Headline of the day: 'Iraq wants U.S. Troops back'
Glenn Reynolds has rewritten Stars and Stripes' headline of a lengthy AP dispatch by Lara Jakes: 'Iraq seeks help from US amid growing violence.'
A resurgence of violence and a renewed threat from al-Qaida have recently revived flagging U.S. interest in Iraq, officials said Friday as Baghdad asked for new help to fight extremists less than two years after it forced American troops to withdraw. (snip)
The violence has spurred Baghdad to seek new U.S. aid to curb the threat, said Iraqi Foreign Minister Foreign Minister Hoshyar Zebari. He said a U.S. assistance package could include a limited number of advisers, intelligence analysis and surveillance assets - including lethal drones.
"There is greater realization in the Iraq government that we should not shy away from coming and asking for some help and assistance," Zebari told reporters Friday in Washington.
As This Ain't Hell puts it:
Yeah, well, tough. They had their chance and eight years with which to fix their country under our protective umbrella and they squandered their chance. We have our own problems at home.
It looks to me as though the battle between Shiites and Sunnis is engulfing the Middle East. The British-drafted border between Iraq and Syria is not respected by tribes that have been there for many centuries. We are staying out of Syria because there's no light at the end of the tunnel, getting involved in that irreconcilable millennium-long dispute.
"Advisers?" I lived through the peirod when the public was told we didn't have any troops in Vietnam, only "advisers."
Jonah Goldberg recently called, the "To hell with them" coalition, composed of those who reject an interventionist foreign policy and those who have just given up on the possibility of Middle Eastern Muslims ever making democracy work.
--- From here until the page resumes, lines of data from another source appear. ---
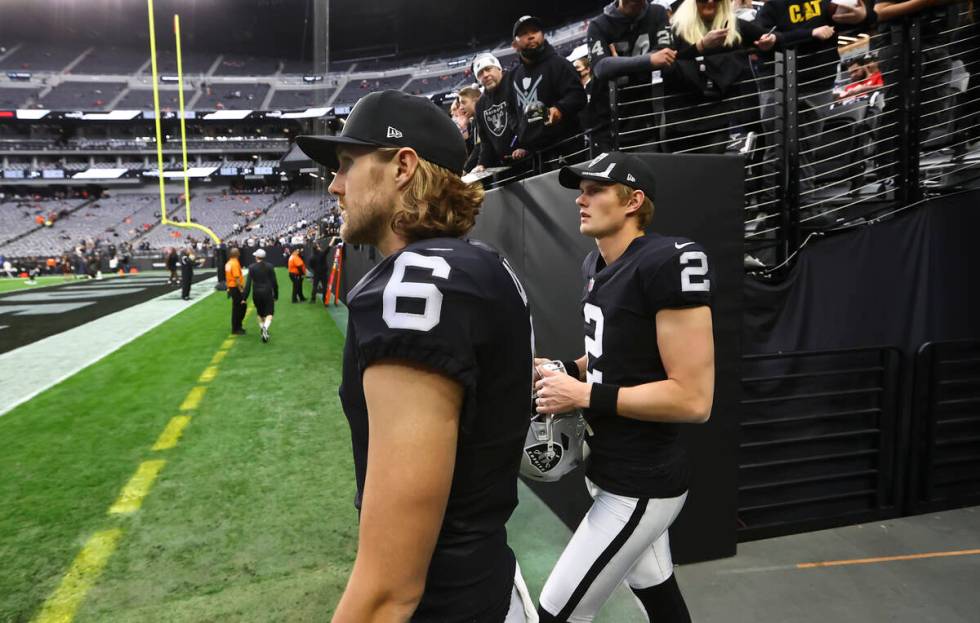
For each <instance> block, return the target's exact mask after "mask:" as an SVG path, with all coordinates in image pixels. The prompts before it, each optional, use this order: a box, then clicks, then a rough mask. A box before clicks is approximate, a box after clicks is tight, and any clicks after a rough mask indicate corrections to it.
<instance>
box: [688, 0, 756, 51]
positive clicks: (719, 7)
mask: <svg viewBox="0 0 980 623" xmlns="http://www.w3.org/2000/svg"><path fill="white" fill-rule="evenodd" d="M670 23H671V27H672V28H673V29H674V34H675V35H677V36H678V37H680V38H681V39H683V40H684V41H687V42H688V43H690V44H691V45H694V44H696V43H697V42H698V41H700V40H701V37H703V36H705V35H706V34H708V31H709V30H719V29H725V30H727V31H728V34H727V35H726V36H725V43H724V45H725V47H726V48H733V47H735V46H736V45H738V44H740V43H741V42H742V35H741V34H739V32H738V20H737V19H736V18H735V14H734V12H733V11H732V3H731V0H715V18H714V20H712V22H711V25H710V27H709V26H708V25H706V24H705V23H704V20H702V19H701V16H700V15H699V14H698V3H697V0H684V2H683V3H682V4H681V6H679V7H678V8H677V11H676V12H675V13H674V15H673V16H672V17H671V18H670ZM726 24H727V26H726Z"/></svg>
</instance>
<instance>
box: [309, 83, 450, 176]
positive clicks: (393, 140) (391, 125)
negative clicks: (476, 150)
mask: <svg viewBox="0 0 980 623" xmlns="http://www.w3.org/2000/svg"><path fill="white" fill-rule="evenodd" d="M296 144H297V145H299V148H300V149H302V150H303V153H305V154H306V155H307V156H309V157H310V158H312V159H313V160H315V161H316V162H319V163H320V164H323V165H325V166H327V167H328V168H330V169H333V170H337V169H338V168H339V167H340V165H339V163H338V161H337V145H364V146H368V147H411V148H412V149H414V150H415V151H416V153H418V155H419V157H420V158H422V159H423V160H428V161H429V162H431V163H432V164H437V165H439V166H441V167H444V168H446V169H449V170H450V171H452V172H453V173H456V174H457V175H461V174H462V173H463V165H464V164H466V143H465V142H464V141H463V135H462V134H461V133H460V131H459V128H458V127H456V124H455V123H454V122H453V120H452V119H450V118H449V115H447V114H446V113H445V112H443V110H442V109H441V108H439V107H438V106H436V105H435V104H434V103H433V102H432V100H430V99H429V98H427V97H418V96H416V95H409V94H407V93H402V92H401V91H378V92H375V93H369V94H368V95H365V96H364V97H362V98H361V99H360V101H358V102H357V104H356V105H355V106H354V109H353V110H351V113H350V116H349V117H347V123H345V124H344V129H343V130H342V131H341V132H340V134H338V135H335V136H333V135H325V136H309V135H307V136H298V137H296Z"/></svg>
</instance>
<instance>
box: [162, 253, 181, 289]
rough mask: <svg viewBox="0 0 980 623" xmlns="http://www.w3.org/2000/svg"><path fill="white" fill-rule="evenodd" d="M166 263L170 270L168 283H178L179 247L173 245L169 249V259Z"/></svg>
mask: <svg viewBox="0 0 980 623" xmlns="http://www.w3.org/2000/svg"><path fill="white" fill-rule="evenodd" d="M164 263H165V264H166V266H167V270H169V271H170V278H169V279H167V285H171V286H172V285H177V263H178V260H177V249H174V248H173V247H170V248H169V249H167V259H166V260H165V262H164Z"/></svg>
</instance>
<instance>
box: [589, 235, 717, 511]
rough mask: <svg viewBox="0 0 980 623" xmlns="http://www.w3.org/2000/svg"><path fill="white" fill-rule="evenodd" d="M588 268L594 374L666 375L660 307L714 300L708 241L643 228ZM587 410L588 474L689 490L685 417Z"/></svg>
mask: <svg viewBox="0 0 980 623" xmlns="http://www.w3.org/2000/svg"><path fill="white" fill-rule="evenodd" d="M582 273H583V276H584V277H585V292H584V295H583V298H582V303H583V306H582V314H583V316H584V320H585V352H586V355H587V356H588V371H587V377H588V380H589V381H590V382H597V383H609V384H612V385H619V386H620V387H631V386H635V385H642V384H644V383H651V382H654V381H663V380H666V379H667V374H666V372H665V371H664V366H663V362H662V361H661V359H660V350H659V348H658V345H657V324H656V316H657V312H659V311H660V310H662V309H680V308H686V307H699V306H702V305H710V301H711V271H710V267H709V266H708V255H707V253H706V252H705V250H704V248H703V247H701V246H700V245H699V244H698V243H696V242H692V241H690V240H688V239H685V238H672V237H666V236H660V235H656V234H650V235H645V236H640V237H639V238H636V239H635V240H633V242H632V243H630V245H629V247H627V249H626V251H625V252H624V253H623V255H622V256H620V257H619V258H618V259H617V260H616V261H615V262H613V263H612V264H610V265H609V266H606V265H605V262H604V261H603V259H602V256H601V255H600V254H599V253H598V251H593V252H592V253H590V254H589V256H588V257H587V258H586V259H585V263H584V264H583V265H582ZM586 418H587V420H588V422H589V426H590V428H591V429H592V431H593V435H592V436H590V437H589V438H588V443H589V449H590V450H591V455H590V459H589V467H588V470H587V475H588V477H589V479H590V480H592V481H593V482H594V483H596V484H597V485H599V486H600V487H602V489H604V490H606V491H608V492H610V493H614V494H617V495H625V496H630V497H674V496H677V495H680V494H682V493H683V492H684V491H686V490H687V480H688V466H687V459H686V456H685V453H684V450H683V448H682V447H681V444H680V443H679V440H678V432H679V425H678V424H671V423H665V422H650V421H641V420H635V419H630V418H626V417H622V416H610V415H599V414H596V413H592V412H590V411H588V410H586Z"/></svg>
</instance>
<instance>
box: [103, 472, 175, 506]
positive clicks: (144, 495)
mask: <svg viewBox="0 0 980 623" xmlns="http://www.w3.org/2000/svg"><path fill="white" fill-rule="evenodd" d="M166 464H167V462H166V461H163V460H154V461H144V462H142V463H140V466H139V468H137V470H136V473H135V474H133V477H132V478H130V479H129V482H127V483H126V486H125V487H123V490H122V491H121V492H120V493H119V498H118V499H117V500H116V501H115V503H113V505H112V506H110V507H109V514H110V515H131V514H133V513H135V512H136V511H138V510H139V509H140V506H142V505H143V498H145V497H146V495H147V494H148V493H149V492H150V488H151V487H152V486H153V481H155V480H156V478H157V475H158V474H159V473H160V470H161V469H163V466H164V465H166Z"/></svg>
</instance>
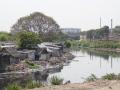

But he acknowledges his intellectual debt in using the term
I borrow the phrase from my colleague Rich Lowry. In 2006, as even the rosiest scenarios in Iraq turned gray, he wrote of how the Bush administration was losing the support of the "to hell with them" hawks. These were, in Lowry's words, "conservatives who are comfortable using force abroad, but have little patience for a deep entanglement with the Muslim world, which they consider unredeemable, or at least not worth the strenuous effort of trying to redeem."
The American public has been force fed a media diet of politically correct Islam and after more than a decade, but the lesson is sinking in. Islam is a theocratic, intolerant, static system rooted in the eighth century. Now that we have the prospect of energy independence before us, it is no surprise that disengagement from this struggle is appealing.
God help Israel, because the "to hell with them" crowd probably won't want to.